The Communist Party of China was established in 1921. It was founded on Marxist-Leninist principles. These include the idea that the state should control the means of production (the materials, tools, machinery, etc. that are used to make goods). Over time, China has become more open to capitalism. Most businesses are state-owned. But now the state does allow some carefully chosen, privately owned businesses as well.
“All party comrades should take their faith in Marxism and socialism with Chinese characteristics as their life’s purposes,” Xi said to medal winners. How different from God’s plan for our lives! Micah 6:8 asks, “and what does the Lord require of you but to do justice, and to love kindness, and to walk humbly with your God?”
Xi also warned that anyone who tries to bully China “will face broken heads and bloodshed.” That seemed to be a jab at the United States and others that have criticized China’s trade and technology policies, military expansion, and human rights record. Xi talked about the country’s rise to power over the past four decades. China became the world’s second largest economy. It placed a space station into orbit. And the country expanded its economic and political influence throughout the world.
But Xi didn’t mention the famine of the Great Leap Forward beginning in the late 1950s and the violent class warfare of the 1966-76 Cultural Revolution. Nor did he recall the bloody 1989 crackdown on pro-democracy protesters at Tiananmen Square. Communist rule caused all these tragedies.

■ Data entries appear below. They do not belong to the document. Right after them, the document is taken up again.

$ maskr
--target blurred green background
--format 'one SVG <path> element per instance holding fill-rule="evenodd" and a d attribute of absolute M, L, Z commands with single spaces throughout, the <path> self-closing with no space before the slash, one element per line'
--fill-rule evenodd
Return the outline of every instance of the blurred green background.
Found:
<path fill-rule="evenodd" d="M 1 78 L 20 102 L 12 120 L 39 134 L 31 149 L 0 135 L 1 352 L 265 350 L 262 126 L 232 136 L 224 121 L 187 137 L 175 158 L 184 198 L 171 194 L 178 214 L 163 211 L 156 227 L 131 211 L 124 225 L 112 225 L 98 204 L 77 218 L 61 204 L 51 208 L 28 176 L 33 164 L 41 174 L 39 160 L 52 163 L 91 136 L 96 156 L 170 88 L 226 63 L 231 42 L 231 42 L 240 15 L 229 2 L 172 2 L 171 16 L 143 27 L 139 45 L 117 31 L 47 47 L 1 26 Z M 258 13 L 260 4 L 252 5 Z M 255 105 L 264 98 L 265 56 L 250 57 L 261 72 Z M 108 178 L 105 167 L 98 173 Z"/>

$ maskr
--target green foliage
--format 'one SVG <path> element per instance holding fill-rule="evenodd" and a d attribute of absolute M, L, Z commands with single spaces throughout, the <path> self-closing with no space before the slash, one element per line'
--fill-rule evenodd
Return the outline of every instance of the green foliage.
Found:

Western democracies accuse the Communist Party of abusing its power. Abuses include detaining more than a million Uyghurs and other minorities—including Christians. The party imprisons or intimidates into silence opponents from Tibet to Hong Kong. China threatens to invade Taiwan.
The party faces no serious challenges to its rule, but it’s difficult to gauge the public’s level of support. Few would dare criticize it because of fear of arrest.